O trabalho identificava sete regiões com potencial de desenvolvimento. E concentrava, nelas, projetos de energia, telefonia, logística. Ao mesmo tempo, o BNDES identificava oportunidades  e criava uma carteira para projetos de investimento privado. Não foi adiante por outras razões, não pela concepção.

De maneira geral, a falta de visão sistêmica afeta a maioria dos programas públicos do país. Nem se fale da reforma do setor elétrico no governo Fernando Henrique Cardoso, que jogou o país em uma crise energética. Nos últimos governos, muitos programas não alcançaram seus objetivos por terem foco único, sem nenhuma forma de análise sistêmica ou de avaliações de suas externalidades – positivas ou negativas.

Um exemplo nítido foi a política dos campeões nacionais.

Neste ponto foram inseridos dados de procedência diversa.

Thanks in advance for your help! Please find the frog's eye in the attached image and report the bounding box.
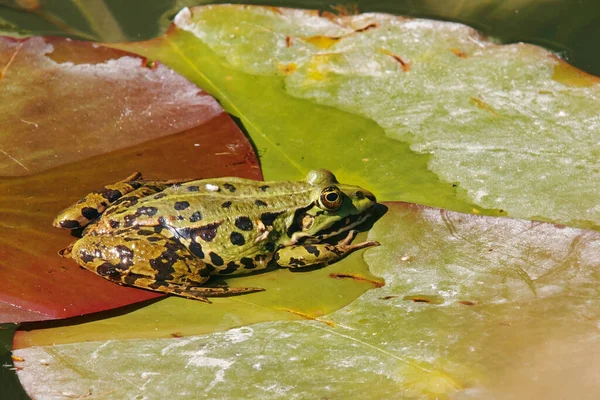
[319,186,342,211]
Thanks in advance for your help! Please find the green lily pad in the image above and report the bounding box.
[119,6,600,226]
[13,234,384,348]
[16,203,600,399]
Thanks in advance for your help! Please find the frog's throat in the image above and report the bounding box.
[290,211,371,245]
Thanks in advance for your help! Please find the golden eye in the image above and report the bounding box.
[319,186,342,211]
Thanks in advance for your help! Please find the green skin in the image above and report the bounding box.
[54,170,379,301]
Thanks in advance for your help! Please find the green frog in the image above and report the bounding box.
[54,169,379,302]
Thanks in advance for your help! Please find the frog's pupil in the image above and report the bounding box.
[325,193,338,203]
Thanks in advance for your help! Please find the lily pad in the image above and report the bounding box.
[118,5,600,227]
[13,234,384,348]
[15,203,600,399]
[0,34,261,322]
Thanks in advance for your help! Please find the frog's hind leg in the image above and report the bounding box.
[71,227,264,301]
[53,172,142,229]
[53,172,190,229]
[117,278,264,303]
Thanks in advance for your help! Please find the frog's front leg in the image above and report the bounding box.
[71,227,264,301]
[273,231,379,268]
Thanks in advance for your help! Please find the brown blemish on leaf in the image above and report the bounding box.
[277,308,335,328]
[470,97,498,115]
[304,35,342,49]
[329,3,360,17]
[0,42,23,80]
[354,23,379,33]
[552,55,600,87]
[402,294,444,304]
[450,47,469,58]
[277,63,298,75]
[329,273,385,287]
[377,48,411,72]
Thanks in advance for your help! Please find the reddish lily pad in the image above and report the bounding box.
[0,38,261,322]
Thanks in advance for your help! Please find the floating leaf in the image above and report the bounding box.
[120,6,600,226]
[15,203,600,399]
[0,38,260,322]
[14,231,384,348]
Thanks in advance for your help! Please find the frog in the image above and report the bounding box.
[53,169,379,303]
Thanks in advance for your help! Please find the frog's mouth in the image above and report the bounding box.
[309,208,373,241]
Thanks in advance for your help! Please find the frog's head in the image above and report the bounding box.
[291,169,377,243]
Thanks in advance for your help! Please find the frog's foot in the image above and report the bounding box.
[335,230,380,254]
[273,231,379,268]
[144,281,265,303]
[58,242,75,258]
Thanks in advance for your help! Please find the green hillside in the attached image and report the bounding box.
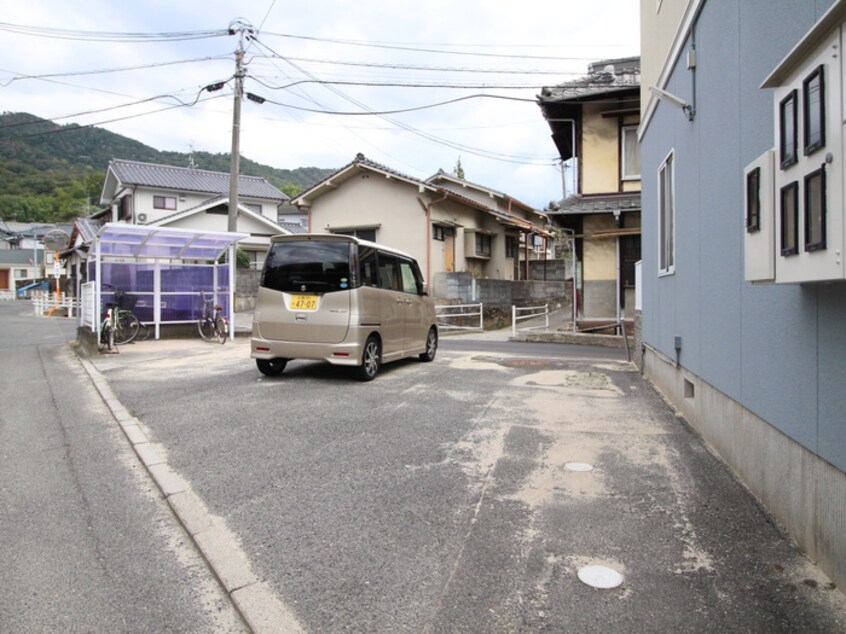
[0,112,334,223]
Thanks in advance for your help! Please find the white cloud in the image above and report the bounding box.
[0,0,639,208]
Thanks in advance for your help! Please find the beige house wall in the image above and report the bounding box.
[309,171,536,283]
[581,104,620,194]
[640,0,699,114]
[309,177,430,266]
[583,214,617,281]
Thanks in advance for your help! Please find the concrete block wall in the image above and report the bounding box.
[432,273,570,308]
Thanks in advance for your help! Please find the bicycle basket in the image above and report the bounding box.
[116,293,138,310]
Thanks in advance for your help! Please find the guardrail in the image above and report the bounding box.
[511,304,549,335]
[30,291,79,317]
[435,302,484,332]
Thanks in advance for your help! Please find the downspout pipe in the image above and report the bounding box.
[417,194,449,293]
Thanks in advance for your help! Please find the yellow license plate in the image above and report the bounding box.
[288,295,317,310]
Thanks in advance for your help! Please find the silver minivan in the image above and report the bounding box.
[250,234,438,381]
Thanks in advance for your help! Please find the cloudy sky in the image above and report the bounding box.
[0,0,640,209]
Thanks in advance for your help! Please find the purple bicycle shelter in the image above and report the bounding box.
[80,222,247,339]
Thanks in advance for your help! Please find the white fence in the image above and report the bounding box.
[435,303,484,332]
[511,304,549,335]
[30,291,79,317]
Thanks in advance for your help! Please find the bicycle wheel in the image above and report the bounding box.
[98,321,117,352]
[115,311,141,345]
[214,317,229,343]
[197,317,214,341]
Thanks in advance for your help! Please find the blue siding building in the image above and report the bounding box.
[639,0,846,587]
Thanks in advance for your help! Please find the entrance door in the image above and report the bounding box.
[444,228,455,273]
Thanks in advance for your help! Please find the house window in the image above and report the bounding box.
[153,196,176,211]
[779,90,798,169]
[746,167,761,233]
[332,229,376,242]
[505,236,519,258]
[779,181,799,255]
[805,167,826,251]
[802,66,825,156]
[476,232,491,258]
[620,125,640,180]
[658,152,676,274]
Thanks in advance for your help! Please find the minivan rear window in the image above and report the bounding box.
[261,240,352,293]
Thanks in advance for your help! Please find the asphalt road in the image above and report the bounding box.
[0,307,846,632]
[0,301,246,633]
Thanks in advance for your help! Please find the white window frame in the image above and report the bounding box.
[657,149,676,275]
[620,125,640,181]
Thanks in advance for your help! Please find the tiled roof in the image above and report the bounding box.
[544,192,640,216]
[538,57,640,103]
[0,249,37,264]
[110,159,288,200]
[277,222,308,233]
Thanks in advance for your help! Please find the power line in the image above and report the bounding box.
[248,39,557,165]
[262,31,620,62]
[0,22,230,42]
[258,93,535,117]
[250,49,566,76]
[0,55,229,88]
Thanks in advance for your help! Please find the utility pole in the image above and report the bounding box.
[228,23,252,236]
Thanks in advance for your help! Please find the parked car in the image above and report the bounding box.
[250,234,438,381]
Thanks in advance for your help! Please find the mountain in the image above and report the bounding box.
[0,112,335,223]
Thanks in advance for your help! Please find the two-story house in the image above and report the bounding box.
[292,154,551,282]
[538,57,641,325]
[95,159,290,268]
[639,0,846,587]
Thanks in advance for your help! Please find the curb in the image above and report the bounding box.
[77,354,305,634]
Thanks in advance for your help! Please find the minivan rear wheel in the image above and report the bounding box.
[256,359,288,376]
[420,326,438,361]
[356,335,382,381]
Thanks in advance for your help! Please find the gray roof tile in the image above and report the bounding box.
[110,159,288,200]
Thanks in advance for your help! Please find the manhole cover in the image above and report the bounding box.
[564,462,593,472]
[578,566,623,590]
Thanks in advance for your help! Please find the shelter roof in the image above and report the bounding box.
[97,222,247,260]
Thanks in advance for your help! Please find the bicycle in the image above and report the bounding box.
[197,291,229,344]
[100,284,147,352]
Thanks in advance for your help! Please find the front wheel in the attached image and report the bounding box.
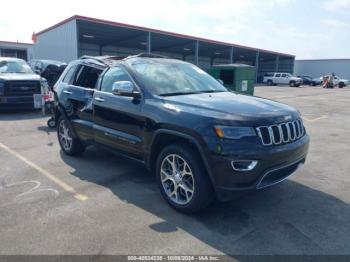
[57,117,85,156]
[156,144,215,213]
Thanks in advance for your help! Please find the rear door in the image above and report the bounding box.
[93,66,145,159]
[63,64,103,140]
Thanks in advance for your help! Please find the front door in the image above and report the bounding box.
[93,67,144,158]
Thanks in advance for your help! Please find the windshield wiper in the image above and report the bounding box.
[159,92,200,96]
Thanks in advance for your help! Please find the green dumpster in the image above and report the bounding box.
[209,64,256,95]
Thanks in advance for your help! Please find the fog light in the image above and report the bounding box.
[231,160,258,171]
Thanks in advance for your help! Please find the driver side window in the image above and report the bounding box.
[101,67,132,93]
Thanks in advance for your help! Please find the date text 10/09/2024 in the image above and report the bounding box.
[127,255,219,261]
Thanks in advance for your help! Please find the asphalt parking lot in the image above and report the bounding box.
[0,87,350,255]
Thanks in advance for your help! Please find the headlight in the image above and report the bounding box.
[214,126,256,139]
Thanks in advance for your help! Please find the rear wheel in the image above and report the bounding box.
[57,117,85,156]
[156,144,215,213]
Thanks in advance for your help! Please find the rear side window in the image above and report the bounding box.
[220,70,234,85]
[62,66,77,84]
[73,66,102,89]
[101,67,132,93]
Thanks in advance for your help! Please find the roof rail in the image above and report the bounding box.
[127,53,169,58]
[79,55,126,65]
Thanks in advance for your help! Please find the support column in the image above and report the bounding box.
[275,56,280,72]
[230,46,234,64]
[255,51,260,83]
[194,40,199,65]
[147,32,152,54]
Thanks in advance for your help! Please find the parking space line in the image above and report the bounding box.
[303,115,328,122]
[0,143,88,201]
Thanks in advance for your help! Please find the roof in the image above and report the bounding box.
[35,15,295,57]
[212,64,254,68]
[0,40,33,46]
[0,56,24,61]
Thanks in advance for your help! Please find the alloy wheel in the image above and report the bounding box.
[160,154,194,205]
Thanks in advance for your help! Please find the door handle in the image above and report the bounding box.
[95,97,105,102]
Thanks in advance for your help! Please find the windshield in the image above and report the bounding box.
[0,60,33,74]
[131,61,227,96]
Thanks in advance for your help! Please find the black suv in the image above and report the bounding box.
[56,55,309,212]
[0,57,45,109]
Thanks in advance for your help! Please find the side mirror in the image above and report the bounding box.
[216,79,224,85]
[112,81,141,99]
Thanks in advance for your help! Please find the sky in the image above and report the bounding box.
[0,0,350,59]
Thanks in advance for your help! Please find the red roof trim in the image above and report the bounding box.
[0,40,33,45]
[36,15,295,57]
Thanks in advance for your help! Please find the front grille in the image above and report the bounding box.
[4,80,41,96]
[257,119,305,146]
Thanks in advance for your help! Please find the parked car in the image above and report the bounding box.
[0,57,44,109]
[264,73,303,87]
[56,54,309,212]
[322,75,350,88]
[298,75,322,86]
[29,59,67,88]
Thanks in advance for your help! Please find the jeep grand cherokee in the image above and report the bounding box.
[56,55,309,212]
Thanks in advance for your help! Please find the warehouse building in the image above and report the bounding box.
[34,16,295,81]
[294,59,350,79]
[0,41,33,61]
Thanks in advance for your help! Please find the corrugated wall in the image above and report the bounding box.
[33,20,78,62]
[294,59,350,79]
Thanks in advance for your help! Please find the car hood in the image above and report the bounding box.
[0,73,40,81]
[163,92,299,123]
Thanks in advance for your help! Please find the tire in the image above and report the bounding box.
[156,144,215,213]
[57,117,85,156]
[47,117,56,128]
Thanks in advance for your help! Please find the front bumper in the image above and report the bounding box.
[206,134,309,200]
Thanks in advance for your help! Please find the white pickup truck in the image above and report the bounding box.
[264,73,303,87]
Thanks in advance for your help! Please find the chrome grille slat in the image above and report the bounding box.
[256,119,305,146]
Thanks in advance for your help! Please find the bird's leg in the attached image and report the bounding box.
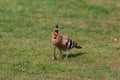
[54,46,57,60]
[58,50,62,57]
[65,50,69,59]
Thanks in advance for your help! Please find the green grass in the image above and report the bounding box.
[0,0,120,80]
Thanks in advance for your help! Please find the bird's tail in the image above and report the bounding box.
[55,25,59,33]
[74,43,82,49]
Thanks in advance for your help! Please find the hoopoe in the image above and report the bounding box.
[52,25,82,60]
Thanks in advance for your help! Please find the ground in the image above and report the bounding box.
[0,0,120,80]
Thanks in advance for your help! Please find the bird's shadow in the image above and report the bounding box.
[62,52,86,58]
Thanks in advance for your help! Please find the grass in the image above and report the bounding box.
[0,0,120,80]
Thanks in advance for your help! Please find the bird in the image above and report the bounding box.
[52,25,82,60]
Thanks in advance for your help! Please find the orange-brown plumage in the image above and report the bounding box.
[52,25,82,59]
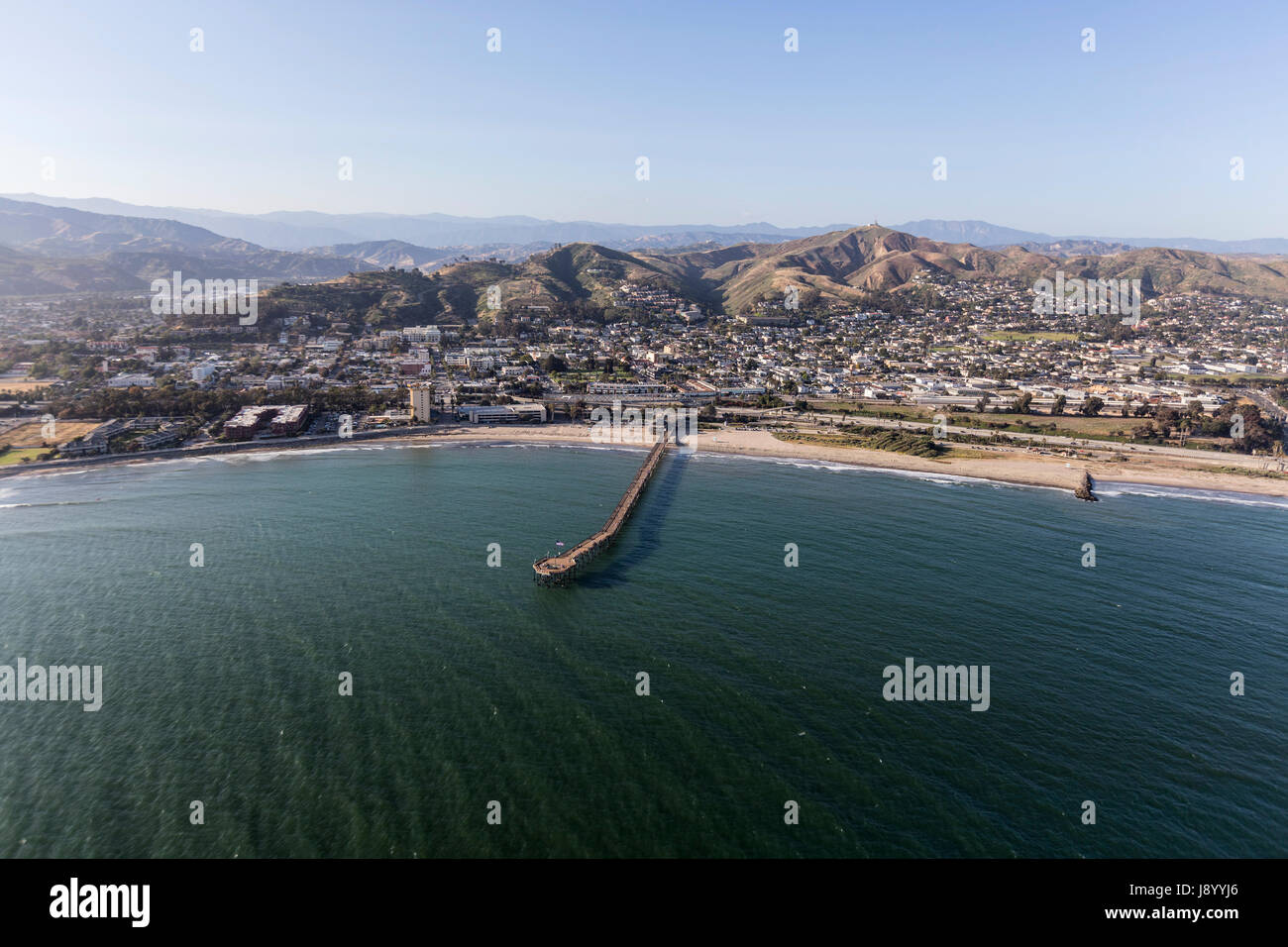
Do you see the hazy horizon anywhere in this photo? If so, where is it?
[0,0,1288,240]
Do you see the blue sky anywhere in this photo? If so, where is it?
[0,0,1288,240]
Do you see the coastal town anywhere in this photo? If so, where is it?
[0,267,1288,476]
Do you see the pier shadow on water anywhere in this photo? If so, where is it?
[577,453,690,588]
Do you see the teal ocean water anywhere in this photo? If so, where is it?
[0,445,1288,858]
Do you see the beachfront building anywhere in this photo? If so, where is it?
[411,384,434,421]
[456,404,546,424]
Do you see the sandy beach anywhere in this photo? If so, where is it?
[5,424,1288,496]
[426,424,1288,496]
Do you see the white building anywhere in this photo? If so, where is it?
[411,384,434,421]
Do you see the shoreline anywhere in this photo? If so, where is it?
[0,424,1288,497]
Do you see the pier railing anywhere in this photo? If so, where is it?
[532,434,667,585]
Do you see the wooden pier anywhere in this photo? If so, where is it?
[532,434,667,585]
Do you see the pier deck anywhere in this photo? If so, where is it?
[532,437,667,585]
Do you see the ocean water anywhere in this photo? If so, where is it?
[0,445,1288,858]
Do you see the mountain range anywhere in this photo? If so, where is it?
[0,198,1288,310]
[10,193,1288,256]
[254,226,1288,327]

Ajudou a transformar frigoríficos brasileiros em atores internacionais, mas à custa de uma ampla exploração dos fornecedores, pecuaristas, e de transtornos na indústria do couro e de derivados. Uma política sistêmica certamente trataria de desenvolver um modelo de apoio aos campeões nacionais, com inclusão de medidas de fortalecimento dos fornecedores.

Outro exemplo dos erros de políticas não sistêmicas foi o próprio Minha Casa, Minha Vida. O programa focou exclusivamente os custos financeiros e tributários, com isenção de tributos e financiamentos acessíveis. Não se levou em conta a questão urbana. O boom da política encareceu os terrenos urbanos,  expulsou inquilinos para a periferia e induziu à construção de conjuntos habitacionais em regiões distantes do centro e das ofertas de trabalho.

O mesmo ocorreu com os estímulos à indústria automobilística. Criaram-se incentivos sem nenhuma exigência de contrapartida – como, por exemplo, metas de exportação e emprego – e nenhuma preocupação com a mobilidade urbana e com inovações tecnológicas. Houve o aumento do congestionamento nas grandes cidades.

Na outra ponta, exemplo bem sucedido foi o Bolsa Família, articulando a montagem de uma grande base de dados de famílias carentes, a concatenação com a rede escolar. Em determinado momento, tentou-se até utilizar o banco de dados com as obras do PAC (Programa de Aceleração do Crescimento), permitindo identificar trabalhadores disponíveis para treinamento. Ao mesmo tempo, em parceria com universidades, foram criadas formas de controle eficientes.

Outro programa bem sucedido foi o Programa de Desenvolvimento Produtivo (PDP), uma formulação competentíssima da Fiocruz, contemplando o poder de compra do Sistema Único de Saúde, com negociações com grandes fornecedores, tendo como contrapartida a transferência de tecnologia para laboratórios públicos.

Outros programas que poderiam ter sido bem sucedidos – como a tentativa de transformar a Finep (Financiadora de Estudos e Pesquisas) – em um banco de desenvolvimento para a área tecnológica, falharam pela visão autocrática do governo e pela falta de diálogo com os clientes potenciais.

O IPCA 15

A prévia da inflação oficial – o Índice de Preços por Atacado 15 – mostrou que combustíveis continuam puxando a inflação. O índice foi de 1,2% no mês e 10,34% em 12 meses. Dos 98 grupos do índice, 8 registraram alta e apenas um registrou queda insignificante – Despesas Pessoais. 

No mês, o combustível representou 51,4% do índice.

No acumulado de 12 meses, 4 grupos registraram alta acima de 10%, um grupo alta entre 5% e 10% e 3 grupos entre 0% e 5%.

Nos últimos 6 meses, a inflação de 12 meses aumentou sistematicamente, saindo de 6,17% em abril para 10,05%.